History
- Name: Atlas (1898–1941); Las Choapas (1941–1942);
- Owner: Standard Oil of New Jersey (1898-1925); Ditta G.M. Barbagelata, Genoa (1925–1941); Petróleos Mexicanos (Pemex), Tampico (1941–1942);
- Port of registry: Tampico (1941–1942)
- Builder: Delaware River Iron Shipbuilding & Engine Works, Chester, Pennsylvania
- Launched: 17 November 1898
- Completed: December 1898
- Fate: Torpedoed and sunk on 27 June 1942

General characteristics
- Type: Steam tanker
- Tonnage: 2,005 GRT

= SS Las Choapas =

SS Las Choapas was an oil tanker built in 1898. It was originally commissioned by Standard Oil of New Jersey and built by the Delaware River Iron Ship Building and Engine Works of Chester, Pennsylvania as the SS Atlas. It was the first oil tanker to carry crude oil from Sabine Pass, originating from the Spindletop oil well in Texas on 11 March 1901, bound for the Standard oil refinery in Philadelphia to be tested as a light illuminating purpose. Sold in the 1920s to the Italian company Ditta G.M. Barbagelata, of Genoa.
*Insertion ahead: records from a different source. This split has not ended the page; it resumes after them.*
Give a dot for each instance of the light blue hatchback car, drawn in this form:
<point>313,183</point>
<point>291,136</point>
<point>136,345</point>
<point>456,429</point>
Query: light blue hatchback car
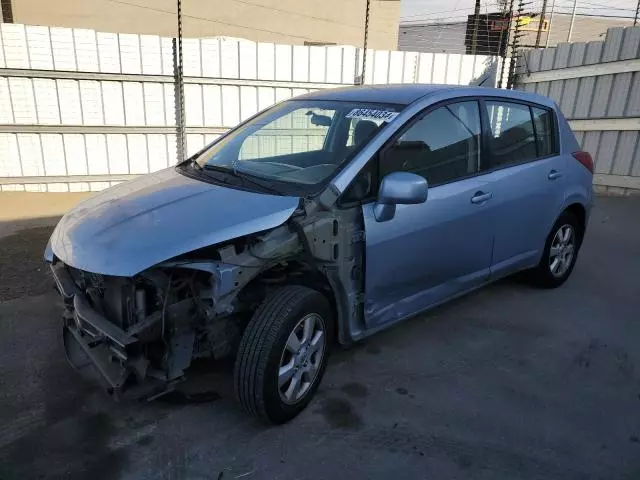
<point>328,216</point>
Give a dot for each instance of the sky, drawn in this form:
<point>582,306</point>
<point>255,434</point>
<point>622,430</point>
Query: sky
<point>439,10</point>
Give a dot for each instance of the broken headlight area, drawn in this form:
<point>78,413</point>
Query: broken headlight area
<point>137,335</point>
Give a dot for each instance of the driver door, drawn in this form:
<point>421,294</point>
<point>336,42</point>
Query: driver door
<point>432,251</point>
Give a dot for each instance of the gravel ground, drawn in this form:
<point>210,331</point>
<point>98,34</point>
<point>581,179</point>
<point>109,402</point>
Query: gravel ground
<point>509,382</point>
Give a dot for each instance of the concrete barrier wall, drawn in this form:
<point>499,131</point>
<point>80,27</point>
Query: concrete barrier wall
<point>597,86</point>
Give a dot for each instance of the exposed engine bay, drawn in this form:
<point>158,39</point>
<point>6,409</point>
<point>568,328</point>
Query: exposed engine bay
<point>141,333</point>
It was seized while docked at Tampico, in Mexico on 8 December 1941 by the Mexican government and renamed, to be operated by Petróleos Mexicanos (Pemex), and homeported in Tampico.

On the afternoon of 27 June 1942, Las Choapas was hit by a single torpedo from the , commanded by Hans Ludwig-Witt, and sank in flames east of Tecolutla, Veracruz. Another Mexican tanker, the Tuxpam, was sank the same day, also by U-129'.